For a few years this was the way it was and as this is a condition that you do not feel every day, it was easy to pretend nothing was wrong. I travelled, studies, worked, enjoyed the freedom but it came at a cost. A few years ago, it became evident this condition had not magically vanished but was here to stay and it made its impact known. From that point it was stents, angiograms, a fistula that was needed to access LDL apheresis. This, in itself, had costs and it is not just financial in nature. It costs time, mental effort, relationships and the list goes on. First the appraises sessions took place once every four weeks, then by-weekly, then every week. The goalpost kept changing and I was in a flurry of emotions and thoughts that I can only explain as chaos.
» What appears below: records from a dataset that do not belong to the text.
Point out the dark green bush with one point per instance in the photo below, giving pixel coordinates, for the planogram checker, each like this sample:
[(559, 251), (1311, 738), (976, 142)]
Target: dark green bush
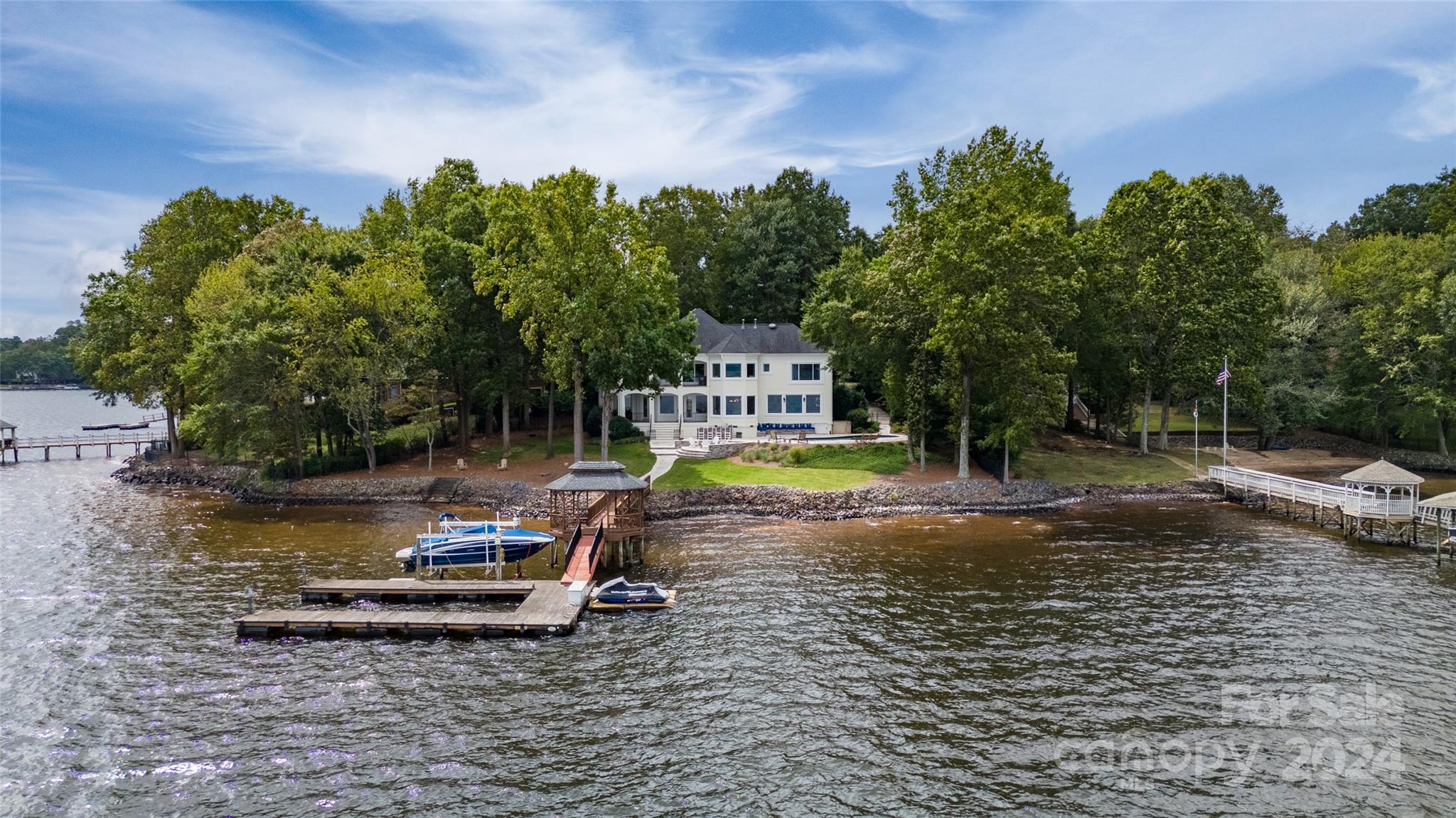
[(846, 399)]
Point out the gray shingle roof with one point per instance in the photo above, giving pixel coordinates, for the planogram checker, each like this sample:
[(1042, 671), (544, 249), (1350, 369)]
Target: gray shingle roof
[(765, 340), (596, 476), (1382, 472)]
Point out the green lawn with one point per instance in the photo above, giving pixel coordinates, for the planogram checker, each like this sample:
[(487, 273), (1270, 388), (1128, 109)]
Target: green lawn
[(1113, 466), (635, 455), (696, 473), (878, 458), (1179, 419)]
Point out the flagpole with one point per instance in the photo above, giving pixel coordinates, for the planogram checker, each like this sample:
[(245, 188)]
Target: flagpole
[(1225, 411)]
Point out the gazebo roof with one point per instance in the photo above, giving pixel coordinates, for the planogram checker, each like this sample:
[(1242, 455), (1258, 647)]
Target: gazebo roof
[(596, 476), (1440, 501), (1383, 472)]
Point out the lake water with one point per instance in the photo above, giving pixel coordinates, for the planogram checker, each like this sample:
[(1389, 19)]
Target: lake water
[(1147, 660)]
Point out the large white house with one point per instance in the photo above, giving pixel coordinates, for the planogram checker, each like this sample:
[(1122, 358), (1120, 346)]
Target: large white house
[(746, 376)]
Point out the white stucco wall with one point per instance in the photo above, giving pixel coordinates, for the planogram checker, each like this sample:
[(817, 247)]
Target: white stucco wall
[(776, 380)]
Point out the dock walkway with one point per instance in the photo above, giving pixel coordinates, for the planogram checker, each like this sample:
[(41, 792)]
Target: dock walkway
[(545, 610)]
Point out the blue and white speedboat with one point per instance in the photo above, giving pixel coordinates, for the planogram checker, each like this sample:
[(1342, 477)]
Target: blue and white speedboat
[(461, 543)]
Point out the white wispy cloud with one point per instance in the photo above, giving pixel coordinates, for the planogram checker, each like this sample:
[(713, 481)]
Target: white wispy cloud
[(51, 237), (542, 87), (1430, 111)]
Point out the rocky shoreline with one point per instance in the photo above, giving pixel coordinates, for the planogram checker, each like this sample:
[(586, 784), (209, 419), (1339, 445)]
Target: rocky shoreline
[(516, 498)]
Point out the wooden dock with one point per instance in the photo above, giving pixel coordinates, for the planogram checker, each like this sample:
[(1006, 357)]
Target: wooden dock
[(543, 612)]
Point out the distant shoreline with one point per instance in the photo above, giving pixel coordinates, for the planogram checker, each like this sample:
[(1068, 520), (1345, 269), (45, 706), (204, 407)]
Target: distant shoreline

Fast forward to today, and my story has taken a hopeful turn. Thanks to incredible connections made I now can see advances in medical science have brought new possibilities. I am no longer a passive participant. I actively seek out precision medicine tailored to my specific genetic variant. I understand that one size does not fit all—that individualised treatment matters. Gone are the days of “anything goes” in research trials. I now advocate for rigorous, scientifically informed approaches and education for patients and healthcare professional. I believe that rebuilding trust in the medical and research professions requires knowledge, understanding, and true partnership. After all, how can we promise a better future for those diagnosed with this severe condition if we don’t prioritise the right treatment for the right person?
This journey was not and is not an easy one to navigate. Lack of awareness and understanding of this condition as with so many rare conditions can often leave you feeling demoralised, helpless and not in control. With all this new innovative and recognised treatments, we can finally take back that control. Understanding that the research backs up the treatment makes it easier to trust what it will accomplish. Unfortunately, reality is that we still have a lot of people to bring to the table in order to understand that we need to be treated as individuals, with our own pathways. Some will react to treatment in a different manner, and it cannot just be a best fit scenario if we are to be equal to everyone else. From genetic discrimination to equal access to the right treatment, all these areas we are constantly fighting for. This can be tiring and without the support of others it can feel like an endless tunnel. My goal is to make this an easier journey for others to travel, to remove hurdles and disappointment due to misdiagnosis, insufficient knowledge and mistreatment due to lack of understanding the science.